Same with Social Networking and Music.

References is also influenced by the Bible and Dictionary.com reviews number. However, digitalize a book might be a good option (ofering tools that paper books don't have, as dictionary).

## Popular apps in App Store

In order to check the average number of installs per genre, different columns will be parsed in the datasets:
1. For AS: "rating_count_tot" (column 7 - index 6)
2. For GP: "Installs" (column 6 - index 5)

The problem with "Installs" is that it is a discrete field, defining ranges (0, 5+, 10+, 50+...). Even though it's not a big issue, an edition of the data is needed to convert it from string to float.

In [26]:
GP_reviews_table = freq_table(app_GP_free, 1)
for category in GP_reviews_table:
    total = 0
    len_category = 0
    for app in app_GP_free:
        category_app = app[1]
        if category == category_app:
            n_installs = app[5]
            n_installs = n_installs.replace("+","")
            n_installs = n_installs.replace(",","")
            total += float(n_installs)
            len_category += 1
    GP_reviews_table[category] = total / len_category

display_table_from_dict(GP_reviews_table)

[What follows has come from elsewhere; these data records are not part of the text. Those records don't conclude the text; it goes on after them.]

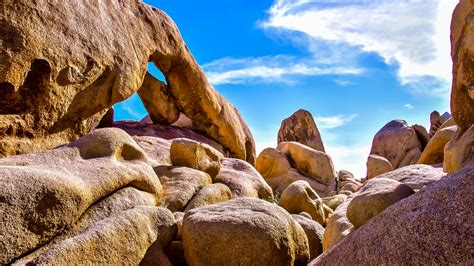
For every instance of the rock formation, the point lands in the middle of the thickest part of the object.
(300, 127)
(54, 92)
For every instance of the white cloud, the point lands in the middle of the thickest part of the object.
(268, 69)
(334, 121)
(413, 35)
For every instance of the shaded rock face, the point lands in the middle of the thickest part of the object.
(243, 231)
(45, 193)
(398, 143)
(49, 99)
(374, 197)
(433, 226)
(462, 53)
(300, 127)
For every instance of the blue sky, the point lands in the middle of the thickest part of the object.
(355, 65)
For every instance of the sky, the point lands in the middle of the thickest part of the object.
(355, 65)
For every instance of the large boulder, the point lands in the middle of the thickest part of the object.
(272, 163)
(433, 226)
(243, 180)
(310, 162)
(398, 143)
(196, 155)
(210, 194)
(45, 193)
(314, 232)
(180, 185)
(300, 197)
(300, 127)
(434, 151)
(128, 237)
(158, 101)
(243, 231)
(337, 226)
(374, 197)
(415, 176)
(462, 53)
(59, 77)
(377, 165)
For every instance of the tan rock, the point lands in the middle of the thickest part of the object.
(434, 151)
(377, 165)
(398, 143)
(103, 242)
(415, 176)
(180, 184)
(199, 156)
(459, 151)
(334, 201)
(107, 120)
(59, 78)
(314, 232)
(422, 135)
(462, 51)
(48, 192)
(165, 132)
(374, 197)
(300, 127)
(280, 183)
(312, 163)
(243, 180)
(157, 149)
(338, 226)
(272, 163)
(430, 227)
(300, 197)
(208, 195)
(158, 101)
(243, 231)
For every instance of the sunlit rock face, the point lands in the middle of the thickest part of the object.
(64, 64)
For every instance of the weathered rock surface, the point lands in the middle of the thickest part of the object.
(434, 151)
(300, 127)
(180, 184)
(314, 232)
(337, 226)
(374, 197)
(243, 180)
(210, 194)
(459, 151)
(300, 197)
(272, 163)
(196, 155)
(312, 163)
(462, 50)
(45, 193)
(50, 99)
(158, 101)
(415, 176)
(433, 226)
(243, 231)
(165, 132)
(398, 143)
(143, 227)
(377, 165)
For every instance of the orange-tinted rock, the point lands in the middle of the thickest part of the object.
(300, 127)
(59, 77)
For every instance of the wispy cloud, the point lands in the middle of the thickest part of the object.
(411, 35)
(269, 69)
(334, 121)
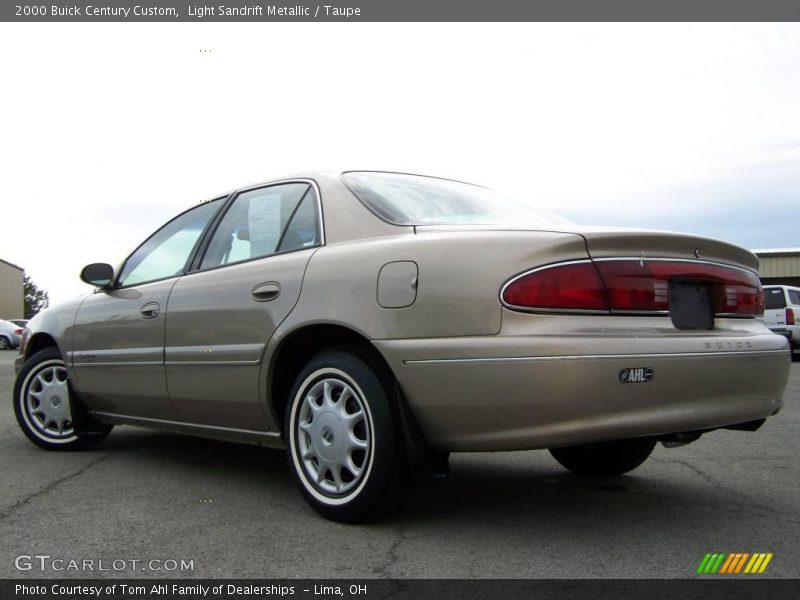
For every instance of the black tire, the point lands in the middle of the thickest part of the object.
(376, 480)
(79, 430)
(604, 459)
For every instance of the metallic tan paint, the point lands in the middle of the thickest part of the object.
(476, 376)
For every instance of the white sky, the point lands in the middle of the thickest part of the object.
(110, 129)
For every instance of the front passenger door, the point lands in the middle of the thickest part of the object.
(118, 340)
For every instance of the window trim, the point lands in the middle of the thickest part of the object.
(115, 284)
(206, 238)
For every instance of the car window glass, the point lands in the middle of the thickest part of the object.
(302, 230)
(773, 298)
(404, 199)
(256, 224)
(166, 252)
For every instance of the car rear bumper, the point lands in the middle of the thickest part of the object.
(478, 394)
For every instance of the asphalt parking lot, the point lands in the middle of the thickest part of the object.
(234, 510)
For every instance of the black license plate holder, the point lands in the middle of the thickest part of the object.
(690, 305)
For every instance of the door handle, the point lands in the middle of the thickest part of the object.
(150, 310)
(264, 292)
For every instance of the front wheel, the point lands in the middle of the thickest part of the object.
(45, 407)
(345, 443)
(604, 459)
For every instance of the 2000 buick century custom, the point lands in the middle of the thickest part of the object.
(373, 322)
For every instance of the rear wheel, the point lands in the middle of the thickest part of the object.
(605, 459)
(46, 408)
(345, 443)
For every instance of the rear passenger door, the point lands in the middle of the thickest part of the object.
(221, 315)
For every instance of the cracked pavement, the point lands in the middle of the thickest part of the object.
(235, 512)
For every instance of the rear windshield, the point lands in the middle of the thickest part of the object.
(415, 200)
(773, 298)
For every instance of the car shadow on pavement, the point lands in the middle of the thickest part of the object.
(480, 486)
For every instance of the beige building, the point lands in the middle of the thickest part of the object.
(779, 266)
(12, 296)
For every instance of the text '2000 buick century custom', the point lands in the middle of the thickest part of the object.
(371, 323)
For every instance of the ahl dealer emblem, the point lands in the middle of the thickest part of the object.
(636, 375)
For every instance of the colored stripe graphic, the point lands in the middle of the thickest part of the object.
(727, 565)
(743, 557)
(735, 562)
(764, 564)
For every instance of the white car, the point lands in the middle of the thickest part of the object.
(9, 335)
(782, 313)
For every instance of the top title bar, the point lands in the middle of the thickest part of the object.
(405, 11)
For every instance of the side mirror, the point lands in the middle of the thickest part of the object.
(98, 274)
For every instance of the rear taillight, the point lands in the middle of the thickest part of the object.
(632, 286)
(570, 286)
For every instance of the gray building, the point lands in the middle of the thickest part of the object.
(12, 295)
(779, 266)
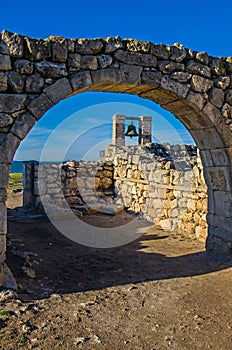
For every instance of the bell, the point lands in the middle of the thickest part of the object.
(131, 131)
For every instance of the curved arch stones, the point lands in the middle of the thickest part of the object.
(36, 74)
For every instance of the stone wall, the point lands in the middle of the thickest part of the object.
(78, 184)
(164, 183)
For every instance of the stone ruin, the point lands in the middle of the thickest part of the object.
(163, 183)
(36, 74)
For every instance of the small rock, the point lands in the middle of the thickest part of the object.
(6, 295)
(34, 342)
(79, 340)
(29, 272)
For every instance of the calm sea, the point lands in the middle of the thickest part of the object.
(17, 166)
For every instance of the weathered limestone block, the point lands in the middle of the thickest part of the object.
(14, 42)
(161, 51)
(22, 125)
(202, 57)
(196, 99)
(37, 49)
(24, 67)
(74, 61)
(8, 145)
(89, 62)
(151, 78)
(216, 97)
(131, 74)
(228, 64)
(174, 86)
(16, 82)
(182, 77)
(5, 120)
(113, 44)
(2, 243)
(104, 60)
(5, 62)
(134, 45)
(198, 69)
(51, 69)
(178, 52)
(39, 106)
(34, 84)
(3, 47)
(59, 90)
(168, 67)
(200, 84)
(222, 82)
(213, 113)
(10, 103)
(140, 59)
(71, 45)
(228, 96)
(59, 49)
(89, 46)
(4, 175)
(3, 82)
(218, 66)
(81, 80)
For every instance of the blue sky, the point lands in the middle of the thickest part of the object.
(199, 25)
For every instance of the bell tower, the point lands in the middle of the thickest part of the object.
(118, 129)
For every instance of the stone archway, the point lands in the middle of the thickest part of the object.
(36, 74)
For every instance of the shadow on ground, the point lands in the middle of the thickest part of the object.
(63, 266)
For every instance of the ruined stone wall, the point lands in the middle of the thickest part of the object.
(165, 183)
(76, 183)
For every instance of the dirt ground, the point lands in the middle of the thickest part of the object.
(159, 292)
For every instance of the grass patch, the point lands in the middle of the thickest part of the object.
(5, 313)
(15, 182)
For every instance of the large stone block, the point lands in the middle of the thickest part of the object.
(3, 216)
(173, 86)
(198, 69)
(216, 97)
(131, 74)
(89, 62)
(59, 49)
(3, 82)
(59, 90)
(2, 243)
(51, 69)
(16, 82)
(151, 78)
(110, 75)
(37, 49)
(10, 103)
(4, 175)
(213, 113)
(5, 120)
(14, 42)
(200, 84)
(34, 84)
(24, 66)
(5, 62)
(89, 46)
(81, 80)
(40, 105)
(23, 125)
(134, 45)
(139, 59)
(74, 61)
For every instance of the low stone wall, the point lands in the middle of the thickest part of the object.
(76, 183)
(165, 183)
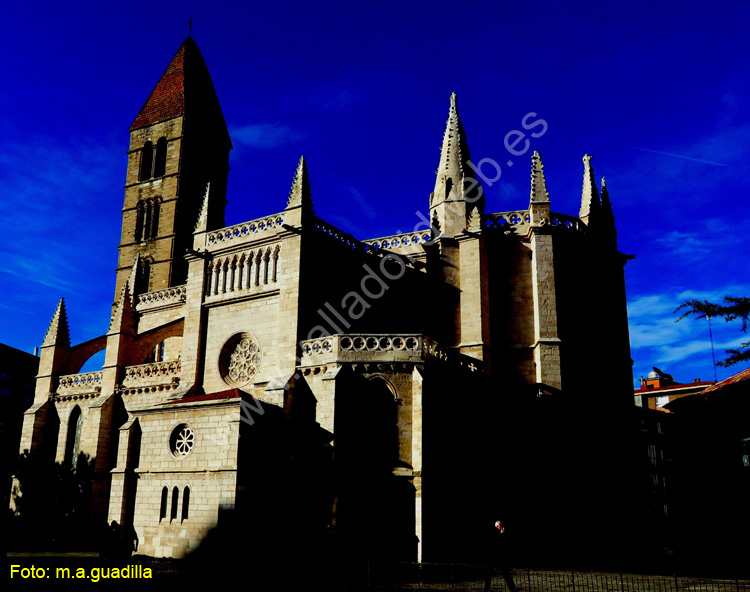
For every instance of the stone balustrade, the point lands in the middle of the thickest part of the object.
(520, 221)
(153, 374)
(246, 230)
(173, 295)
(410, 241)
(567, 222)
(379, 348)
(73, 384)
(329, 230)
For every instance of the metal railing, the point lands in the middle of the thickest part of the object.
(426, 576)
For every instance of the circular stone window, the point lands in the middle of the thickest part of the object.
(240, 359)
(181, 441)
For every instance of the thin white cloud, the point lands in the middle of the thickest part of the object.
(264, 136)
(362, 203)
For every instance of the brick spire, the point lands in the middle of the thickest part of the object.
(185, 86)
(58, 333)
(300, 194)
(590, 194)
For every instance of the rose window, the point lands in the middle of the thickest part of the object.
(240, 360)
(182, 440)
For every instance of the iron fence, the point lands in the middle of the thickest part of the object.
(462, 577)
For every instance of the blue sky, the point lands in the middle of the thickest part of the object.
(656, 92)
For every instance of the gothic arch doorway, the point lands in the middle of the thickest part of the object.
(375, 507)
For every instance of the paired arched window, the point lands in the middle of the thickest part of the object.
(163, 510)
(175, 500)
(73, 441)
(175, 503)
(160, 162)
(185, 503)
(147, 219)
(147, 162)
(143, 277)
(153, 161)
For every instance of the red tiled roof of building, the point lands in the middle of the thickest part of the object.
(230, 394)
(643, 389)
(737, 378)
(185, 82)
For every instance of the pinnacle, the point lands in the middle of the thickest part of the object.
(135, 270)
(455, 175)
(123, 316)
(58, 332)
(455, 151)
(590, 194)
(201, 224)
(605, 194)
(539, 192)
(300, 194)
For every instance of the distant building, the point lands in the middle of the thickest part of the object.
(658, 390)
(710, 436)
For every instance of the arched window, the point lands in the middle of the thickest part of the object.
(147, 219)
(143, 277)
(164, 497)
(175, 499)
(147, 162)
(185, 503)
(153, 229)
(73, 441)
(160, 163)
(139, 213)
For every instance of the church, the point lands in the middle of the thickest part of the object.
(281, 367)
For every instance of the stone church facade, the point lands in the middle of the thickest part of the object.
(281, 365)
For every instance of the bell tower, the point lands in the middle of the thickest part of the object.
(179, 143)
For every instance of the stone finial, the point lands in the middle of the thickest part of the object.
(134, 273)
(456, 178)
(605, 203)
(474, 219)
(300, 194)
(607, 214)
(201, 224)
(539, 192)
(58, 332)
(590, 194)
(123, 319)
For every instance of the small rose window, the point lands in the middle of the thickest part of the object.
(182, 440)
(240, 360)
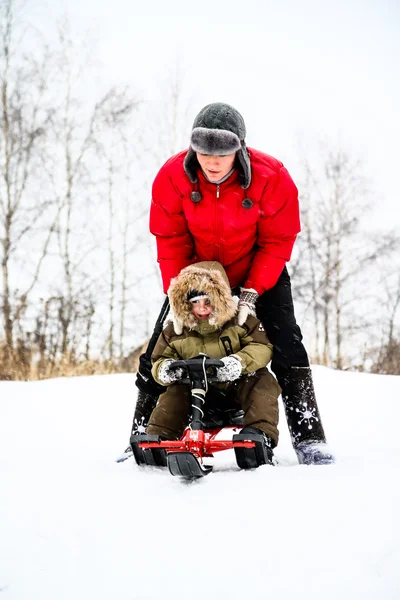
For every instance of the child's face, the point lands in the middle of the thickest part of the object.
(201, 308)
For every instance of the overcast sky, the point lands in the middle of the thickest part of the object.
(298, 70)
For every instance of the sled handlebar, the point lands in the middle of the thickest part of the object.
(198, 368)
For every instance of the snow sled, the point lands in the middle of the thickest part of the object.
(188, 457)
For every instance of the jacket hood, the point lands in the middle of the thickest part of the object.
(210, 279)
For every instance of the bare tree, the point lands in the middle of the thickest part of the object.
(24, 122)
(339, 252)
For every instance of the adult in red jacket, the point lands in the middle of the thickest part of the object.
(222, 201)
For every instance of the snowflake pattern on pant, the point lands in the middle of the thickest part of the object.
(139, 426)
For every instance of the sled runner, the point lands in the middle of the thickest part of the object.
(188, 456)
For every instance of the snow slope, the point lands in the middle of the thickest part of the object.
(75, 525)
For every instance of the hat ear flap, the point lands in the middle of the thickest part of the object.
(191, 164)
(244, 166)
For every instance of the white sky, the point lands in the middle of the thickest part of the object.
(298, 71)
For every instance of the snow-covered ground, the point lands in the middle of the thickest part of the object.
(76, 525)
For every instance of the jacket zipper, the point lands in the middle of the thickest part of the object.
(217, 227)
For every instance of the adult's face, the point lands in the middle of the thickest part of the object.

COMMUNICATION : 38456119.167247385
VIDEO_PLAYERS : 24727872.452830188
SOCIAL : 23253652.127118643
PHOTOGRAPHY : 17840110.40229885
PRODUCTIVITY : 16787331.344927534
GAME : 15588015.603248259
TRAVEL_AND_LOCAL : 13984077.710144928
ENTERTAINMENT : 11640705.88235294
TOOLS : 10801391.298666667
NEWS_AND_MAGAZINES : 9549178.467741935
BOOKS_AND_REFERENCE : 8767811.894736841
SHOPPING : 7036877.311557789
PERSONALIZATION : 5201482.6122448975
WEATHER : 5074486.197183099
HEALTH_AND_FITNESS : 4188821.9853479853
MAPS_AND_NAVIGATION : 4056941.7741935486
FAMILY : 3695641.8198090694
SPORTS : 3638640.1428571427
ART_AND_DESIGN : 1986335.0877192982
FOOD_AND_DRINK : 1924897.7363636363
EDUCATION : 1833495.145631068
BUSINESS : 1712290.1474201474
LIFESTYLE : 1437816.2687861272
FINANCE : 1387692.475609756
HOUSE_AND_HOME : 1331540.5616438356
DATING : 854028.8303030303
COMICS : 817657.2727272727
AUTO_AND_VEHICLES : 647317.8170731707
LIBRARIES_AND_DEMO : 638503.734939759
PARENTING : 542603.6206896552
BEAUTY : 51315

Similar to the AS analysis, there is noise from some highly used apps that influences our analysis (in Communication, Social,...)

Again, books and references are in a good position. It's composed by different types of apps: from Bible to eBook readers. Taking a known book and digitalize it, with extra features (as dictionary, quiz, quotes,...) might be a good idea for a free app.